To twist an old philosophical question/answer: What is our brain? It is a collection of RFs that contain other RFs. What are RFs made of? It is RFs all the way down.
Neurons get information from other neurons. As these connections are made, a neuron's electrical potential grows until a threshold is reached and it fires. The author describes neuron potentials as a kind of voting system.
What if you have two RFs that are quite different, but both equally explain the picture you are looking at (i.e.: the vote is a tie), like the Necker Cube? You can only see the cube using one RF or the other. We can switch back and forth at will. But we cannot see it as both at the same time.
I found this portion of the book very exciting to read, especially as a software developer. It is the sort of thing I would have loved to work on, but when I left school we were still talking about sorting algorithms, and a meg of memory cost 10 million adjusted dollars.
The second section of the book is about machine intelligence. I will not say too much about this. The major conclusions are these: We have a primitive old part of our brain. It handles things like breathing and walking, and is the source of our basic drives: hunger, sex etc. There is no reason to create a old brain in order to create an intelligent computer. It will be possible, perhaps in near future (30 years?), to create a self-aware, intelligent machine. Self-awareness, it is argued, is just our perception of our attentions over time. Scientists like Hawking feared the intelligent machine. Jeff Hawkins argues that we have little to fear since these machines would lack our more primitive drives.
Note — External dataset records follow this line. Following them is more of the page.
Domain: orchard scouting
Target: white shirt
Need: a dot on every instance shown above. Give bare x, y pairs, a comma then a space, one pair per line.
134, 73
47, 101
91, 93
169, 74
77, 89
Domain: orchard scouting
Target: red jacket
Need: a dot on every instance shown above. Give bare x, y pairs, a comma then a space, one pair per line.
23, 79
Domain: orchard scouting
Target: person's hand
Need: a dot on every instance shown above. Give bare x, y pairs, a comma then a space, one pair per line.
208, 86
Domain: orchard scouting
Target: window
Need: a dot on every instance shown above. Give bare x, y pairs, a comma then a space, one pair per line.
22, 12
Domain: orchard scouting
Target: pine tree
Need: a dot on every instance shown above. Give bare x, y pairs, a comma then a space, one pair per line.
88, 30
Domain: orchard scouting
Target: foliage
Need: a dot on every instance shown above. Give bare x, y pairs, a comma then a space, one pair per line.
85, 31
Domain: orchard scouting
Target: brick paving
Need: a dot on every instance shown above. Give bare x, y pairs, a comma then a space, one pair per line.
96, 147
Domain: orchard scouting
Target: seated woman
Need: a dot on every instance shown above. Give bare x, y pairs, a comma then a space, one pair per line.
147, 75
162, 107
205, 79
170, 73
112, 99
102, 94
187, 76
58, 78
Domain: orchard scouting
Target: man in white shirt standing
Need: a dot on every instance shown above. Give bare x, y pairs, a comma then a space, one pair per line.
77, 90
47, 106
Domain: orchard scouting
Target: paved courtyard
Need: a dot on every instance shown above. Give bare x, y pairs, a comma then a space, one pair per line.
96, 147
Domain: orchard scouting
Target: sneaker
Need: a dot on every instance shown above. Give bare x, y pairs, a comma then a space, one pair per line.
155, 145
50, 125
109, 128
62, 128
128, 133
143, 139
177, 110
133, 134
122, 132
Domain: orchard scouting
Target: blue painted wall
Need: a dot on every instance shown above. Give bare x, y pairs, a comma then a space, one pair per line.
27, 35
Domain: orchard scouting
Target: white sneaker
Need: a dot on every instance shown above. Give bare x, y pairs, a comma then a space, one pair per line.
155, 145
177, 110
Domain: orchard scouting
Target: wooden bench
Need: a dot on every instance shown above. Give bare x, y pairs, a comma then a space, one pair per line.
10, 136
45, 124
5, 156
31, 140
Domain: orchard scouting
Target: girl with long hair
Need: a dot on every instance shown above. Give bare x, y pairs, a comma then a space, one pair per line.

In other words, an intelligent machine would not care about its own survival, at least not like we do. Skynet is unlikely, and we can build in safeties as we go along.
The idea of uploading a human intelligence into a computer is largely dismissed. Our brains are built around a body and the old brain. It is not clear that a human intelligence could function without them. In other words, they might be able to upload your intelligence, but you probably would not like the result. If it can be done without destroying the original brain, interesting questions arise, like who is the real you?
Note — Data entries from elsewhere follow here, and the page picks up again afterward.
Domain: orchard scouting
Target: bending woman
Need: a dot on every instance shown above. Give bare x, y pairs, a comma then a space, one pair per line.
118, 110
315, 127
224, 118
The idea of linking a human brain to a computer is considerably more likely to come to fruition. This is a very active area of research.
The final section discusses the much bigger question of humanities ultimate future. We cannot last forever as a species. What will we, and what can we, leave behind? Hawkin's answer is "Our knowledge". This section is very speculative, but I think the basic premise is correct… namely we are (or were) what we know. If we want to last forever, we should find away to make out knowledge last forever. (Here, "forever" means for a very long time, like billions of years… not literally forever.)
This is the most insightful popular book on the human brain written to date. We are our brains. It is helpful to know how it (i.e.: you) works. I cannot recommend it enough. It is very thought provoking. In fact, I think I whipped up a few dozen new RFs just now, scribbling about it. The book has a forward by Richard Dawkins that is just as effusive. Most of my thoughts (see the preamble paragraph above) were addressed.
While not mentioned in the book, it seems to me that the idea of RFs is at the core of humor. The best jokes lead you towards one RF, only to provide a new piece of data (we call this the punch line) that snaps you to another RF in a surprising, unpredicted, and hopefully amusing, way.
Lee Moller is a life-long skeptic and atheist and the author of The God Con.